In the early 1920s, American "progressives", the first "dreamers", fell in love with the romantic concept of a "worker's revolution", as done by the Bolsheviks in 1917. Woodrow Wilson was an early supporter.
While the Bolsheviks may have had good intentions to create a pure communal society, unknown to them, one of their early leaders, Vladimir Lenin, was an opportunist. He let them do the heavy lifting of overthrowing the Czar, then started murdering selected leaders, and working his way into leadership. Eventually all the original members of the Politburo were murdered or driven into exile.
American progressives seem to have missed all of that, as they continued to believe, for decades, that Communism was a mild societal structure based around sharing. Many still do.
In 1936, civil war broke out in Spain, an early attempt by Stalin to convert Europe to Communism. In America this was portrayed as a "worker's revolt", and thousands of Americans flocked to Spain to fight on the side of the Communists. There were so many that they were formed into a unit called the "American Legion". They were armed with thousands of Mosin-Nagant rifles supplied by Stalin.

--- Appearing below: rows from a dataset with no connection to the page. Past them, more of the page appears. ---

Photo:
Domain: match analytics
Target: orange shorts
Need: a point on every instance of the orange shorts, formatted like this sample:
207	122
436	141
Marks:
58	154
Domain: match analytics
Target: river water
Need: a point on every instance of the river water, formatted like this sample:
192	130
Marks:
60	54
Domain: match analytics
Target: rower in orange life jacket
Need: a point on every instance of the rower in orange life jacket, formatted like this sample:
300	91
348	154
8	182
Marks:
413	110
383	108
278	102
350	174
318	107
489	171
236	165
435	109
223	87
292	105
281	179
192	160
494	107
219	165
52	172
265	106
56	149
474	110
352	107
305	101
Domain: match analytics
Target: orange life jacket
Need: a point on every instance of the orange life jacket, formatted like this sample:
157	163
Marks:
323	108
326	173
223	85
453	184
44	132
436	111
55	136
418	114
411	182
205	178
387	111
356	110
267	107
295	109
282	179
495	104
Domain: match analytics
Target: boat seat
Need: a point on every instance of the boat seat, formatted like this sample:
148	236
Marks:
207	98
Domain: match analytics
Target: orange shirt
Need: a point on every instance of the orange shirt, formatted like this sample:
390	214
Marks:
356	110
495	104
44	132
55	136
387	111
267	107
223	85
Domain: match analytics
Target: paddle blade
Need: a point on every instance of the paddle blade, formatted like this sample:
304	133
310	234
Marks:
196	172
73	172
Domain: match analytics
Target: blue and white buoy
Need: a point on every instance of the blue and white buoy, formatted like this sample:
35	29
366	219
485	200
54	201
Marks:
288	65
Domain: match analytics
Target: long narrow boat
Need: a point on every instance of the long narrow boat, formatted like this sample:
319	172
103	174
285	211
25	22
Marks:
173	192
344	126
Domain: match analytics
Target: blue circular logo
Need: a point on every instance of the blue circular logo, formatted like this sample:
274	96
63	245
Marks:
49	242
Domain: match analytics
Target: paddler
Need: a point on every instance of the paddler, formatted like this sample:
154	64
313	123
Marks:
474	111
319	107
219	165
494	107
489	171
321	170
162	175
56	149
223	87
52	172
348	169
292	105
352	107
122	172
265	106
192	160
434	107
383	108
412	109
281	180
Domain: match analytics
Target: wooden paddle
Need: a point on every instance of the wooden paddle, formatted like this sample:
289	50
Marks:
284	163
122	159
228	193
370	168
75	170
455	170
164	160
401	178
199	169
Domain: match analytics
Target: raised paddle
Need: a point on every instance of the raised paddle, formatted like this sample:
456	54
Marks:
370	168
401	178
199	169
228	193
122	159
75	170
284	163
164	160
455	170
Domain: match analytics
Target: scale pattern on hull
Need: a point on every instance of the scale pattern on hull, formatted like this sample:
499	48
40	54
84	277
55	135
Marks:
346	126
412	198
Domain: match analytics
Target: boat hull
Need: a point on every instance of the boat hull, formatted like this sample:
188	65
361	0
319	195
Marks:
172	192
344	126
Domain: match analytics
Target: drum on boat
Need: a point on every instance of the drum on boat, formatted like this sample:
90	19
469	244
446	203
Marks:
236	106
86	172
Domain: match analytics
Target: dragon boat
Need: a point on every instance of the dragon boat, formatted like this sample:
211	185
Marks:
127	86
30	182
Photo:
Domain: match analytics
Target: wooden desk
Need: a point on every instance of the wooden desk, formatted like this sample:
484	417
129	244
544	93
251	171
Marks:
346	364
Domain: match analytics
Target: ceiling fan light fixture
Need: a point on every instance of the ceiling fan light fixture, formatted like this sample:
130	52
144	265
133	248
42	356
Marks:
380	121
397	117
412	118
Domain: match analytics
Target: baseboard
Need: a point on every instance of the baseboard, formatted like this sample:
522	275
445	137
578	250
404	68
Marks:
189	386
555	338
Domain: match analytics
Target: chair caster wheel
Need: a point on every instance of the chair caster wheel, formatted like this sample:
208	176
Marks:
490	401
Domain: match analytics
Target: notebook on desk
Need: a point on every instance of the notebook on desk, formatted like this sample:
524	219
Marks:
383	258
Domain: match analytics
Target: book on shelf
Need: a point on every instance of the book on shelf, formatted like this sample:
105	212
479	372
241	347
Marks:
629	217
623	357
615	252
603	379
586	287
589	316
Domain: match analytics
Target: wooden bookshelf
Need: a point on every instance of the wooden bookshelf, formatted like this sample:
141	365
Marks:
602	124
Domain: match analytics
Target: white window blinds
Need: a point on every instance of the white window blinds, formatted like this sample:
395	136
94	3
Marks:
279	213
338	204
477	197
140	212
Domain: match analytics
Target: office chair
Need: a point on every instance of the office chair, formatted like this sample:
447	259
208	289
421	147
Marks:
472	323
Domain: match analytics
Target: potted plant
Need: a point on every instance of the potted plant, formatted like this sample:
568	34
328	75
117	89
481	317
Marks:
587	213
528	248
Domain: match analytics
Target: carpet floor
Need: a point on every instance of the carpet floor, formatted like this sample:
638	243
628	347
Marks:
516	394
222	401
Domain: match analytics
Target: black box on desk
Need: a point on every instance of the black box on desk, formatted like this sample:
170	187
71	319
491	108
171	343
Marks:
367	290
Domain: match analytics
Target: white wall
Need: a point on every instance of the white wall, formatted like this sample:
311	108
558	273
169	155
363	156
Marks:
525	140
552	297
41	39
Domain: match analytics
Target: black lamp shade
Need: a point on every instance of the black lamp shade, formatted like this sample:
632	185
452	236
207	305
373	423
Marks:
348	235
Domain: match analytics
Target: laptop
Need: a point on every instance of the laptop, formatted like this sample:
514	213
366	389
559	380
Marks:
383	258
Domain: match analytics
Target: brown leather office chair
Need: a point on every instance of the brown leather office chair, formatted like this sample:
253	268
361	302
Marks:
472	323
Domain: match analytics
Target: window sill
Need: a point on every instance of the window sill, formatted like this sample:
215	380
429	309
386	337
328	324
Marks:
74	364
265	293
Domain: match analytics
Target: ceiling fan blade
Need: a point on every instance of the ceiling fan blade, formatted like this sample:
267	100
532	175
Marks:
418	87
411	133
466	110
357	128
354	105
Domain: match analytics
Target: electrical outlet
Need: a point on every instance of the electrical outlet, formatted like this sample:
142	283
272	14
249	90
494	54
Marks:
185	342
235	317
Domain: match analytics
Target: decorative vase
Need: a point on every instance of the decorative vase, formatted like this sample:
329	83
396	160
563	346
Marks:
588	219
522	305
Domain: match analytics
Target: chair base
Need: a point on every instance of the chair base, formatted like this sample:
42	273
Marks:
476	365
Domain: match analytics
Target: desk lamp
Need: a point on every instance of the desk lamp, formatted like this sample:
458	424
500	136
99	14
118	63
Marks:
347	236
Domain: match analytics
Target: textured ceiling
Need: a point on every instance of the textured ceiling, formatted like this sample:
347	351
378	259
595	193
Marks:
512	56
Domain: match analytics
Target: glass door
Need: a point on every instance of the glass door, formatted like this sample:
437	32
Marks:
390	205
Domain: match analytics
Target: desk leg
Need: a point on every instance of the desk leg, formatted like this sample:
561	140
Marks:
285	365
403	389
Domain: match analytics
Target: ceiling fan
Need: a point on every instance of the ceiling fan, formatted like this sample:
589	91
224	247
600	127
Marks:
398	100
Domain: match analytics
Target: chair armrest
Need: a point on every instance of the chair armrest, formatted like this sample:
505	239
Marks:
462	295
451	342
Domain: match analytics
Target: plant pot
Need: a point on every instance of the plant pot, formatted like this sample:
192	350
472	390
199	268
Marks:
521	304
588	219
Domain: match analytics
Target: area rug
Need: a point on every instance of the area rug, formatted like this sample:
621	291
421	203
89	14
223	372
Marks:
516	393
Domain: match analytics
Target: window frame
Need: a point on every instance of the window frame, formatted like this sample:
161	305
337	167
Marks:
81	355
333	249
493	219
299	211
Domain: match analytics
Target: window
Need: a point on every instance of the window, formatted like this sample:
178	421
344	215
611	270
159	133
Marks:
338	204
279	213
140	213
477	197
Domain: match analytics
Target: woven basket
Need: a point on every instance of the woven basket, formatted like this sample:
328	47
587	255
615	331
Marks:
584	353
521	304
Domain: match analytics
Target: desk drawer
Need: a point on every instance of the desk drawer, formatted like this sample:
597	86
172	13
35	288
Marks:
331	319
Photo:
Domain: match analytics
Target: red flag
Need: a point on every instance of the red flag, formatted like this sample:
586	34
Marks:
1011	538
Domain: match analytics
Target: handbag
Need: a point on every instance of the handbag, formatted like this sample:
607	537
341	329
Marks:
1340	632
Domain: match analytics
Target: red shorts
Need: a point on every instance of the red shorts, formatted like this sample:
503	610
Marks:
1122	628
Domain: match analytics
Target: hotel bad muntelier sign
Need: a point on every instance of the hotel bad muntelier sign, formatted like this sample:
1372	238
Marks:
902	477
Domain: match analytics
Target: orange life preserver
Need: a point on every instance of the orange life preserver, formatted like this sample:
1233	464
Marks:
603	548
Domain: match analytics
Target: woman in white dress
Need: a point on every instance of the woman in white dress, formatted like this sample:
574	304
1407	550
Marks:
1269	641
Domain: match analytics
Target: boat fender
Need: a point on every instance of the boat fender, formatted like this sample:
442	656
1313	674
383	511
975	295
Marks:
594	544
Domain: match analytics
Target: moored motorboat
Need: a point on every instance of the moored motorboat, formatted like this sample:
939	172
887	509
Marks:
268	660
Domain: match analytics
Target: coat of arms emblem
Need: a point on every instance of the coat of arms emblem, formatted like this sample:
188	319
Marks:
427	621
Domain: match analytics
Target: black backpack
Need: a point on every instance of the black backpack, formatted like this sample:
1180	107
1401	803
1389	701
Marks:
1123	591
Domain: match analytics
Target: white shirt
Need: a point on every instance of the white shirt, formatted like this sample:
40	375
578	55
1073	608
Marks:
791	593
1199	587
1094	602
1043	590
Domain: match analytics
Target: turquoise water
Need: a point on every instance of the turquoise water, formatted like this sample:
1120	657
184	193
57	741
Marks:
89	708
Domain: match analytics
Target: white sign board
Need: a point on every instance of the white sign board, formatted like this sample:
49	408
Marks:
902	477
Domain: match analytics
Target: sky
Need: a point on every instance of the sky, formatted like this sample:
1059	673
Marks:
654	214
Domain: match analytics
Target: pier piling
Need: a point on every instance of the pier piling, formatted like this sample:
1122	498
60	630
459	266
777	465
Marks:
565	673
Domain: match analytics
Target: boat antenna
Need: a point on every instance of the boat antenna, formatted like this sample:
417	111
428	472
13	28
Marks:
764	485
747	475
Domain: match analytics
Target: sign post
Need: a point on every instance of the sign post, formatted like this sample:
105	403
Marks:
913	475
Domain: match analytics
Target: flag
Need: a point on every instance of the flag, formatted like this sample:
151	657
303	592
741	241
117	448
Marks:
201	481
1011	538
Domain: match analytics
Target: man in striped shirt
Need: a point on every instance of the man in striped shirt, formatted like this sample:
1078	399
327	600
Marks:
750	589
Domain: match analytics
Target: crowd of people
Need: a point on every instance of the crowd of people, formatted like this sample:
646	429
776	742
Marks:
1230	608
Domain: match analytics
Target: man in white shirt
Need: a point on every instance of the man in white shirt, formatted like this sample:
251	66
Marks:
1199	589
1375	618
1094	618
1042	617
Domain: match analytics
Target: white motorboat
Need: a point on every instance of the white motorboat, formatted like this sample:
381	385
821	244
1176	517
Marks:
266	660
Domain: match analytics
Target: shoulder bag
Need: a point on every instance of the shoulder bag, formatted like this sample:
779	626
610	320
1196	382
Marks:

After WWII, American progressives became "peaceniks", and insisted that the USSR was a peaceful nation, and that we were the bullies (sound familiar?). Sen. Joseph McCarthy led a House committee (HUAC) in a search for Communists in govt and media. He was half-right. There were very few card-carrying Communists (Alger Hiss notwithstanding), but there were many progressives very sympathetic to them. This came to a head in 1953, when Julius and Ethel Rosenberg were executed for treason for turning over to Russian spies technical data on the atomic bomb. Despite overwhelming evidence, some progressives still maintain that they were framed.
American progressives/liberals/democrats/Marxists/etc have a long history of either supporting or being sympathetic to Communism, which they see as a harmless society based on communal sharing of resources. This is complicated by the fact that some policies of FDR leaned heavily on Marxist ideals (Social Security, Medicare, Works Progress Administration), as did the Income Tax and Obamacare.
Most Americans today were not yet born when FDR started us down this road, so they accept these ideas as a normal part of a compassionate society, like open borders.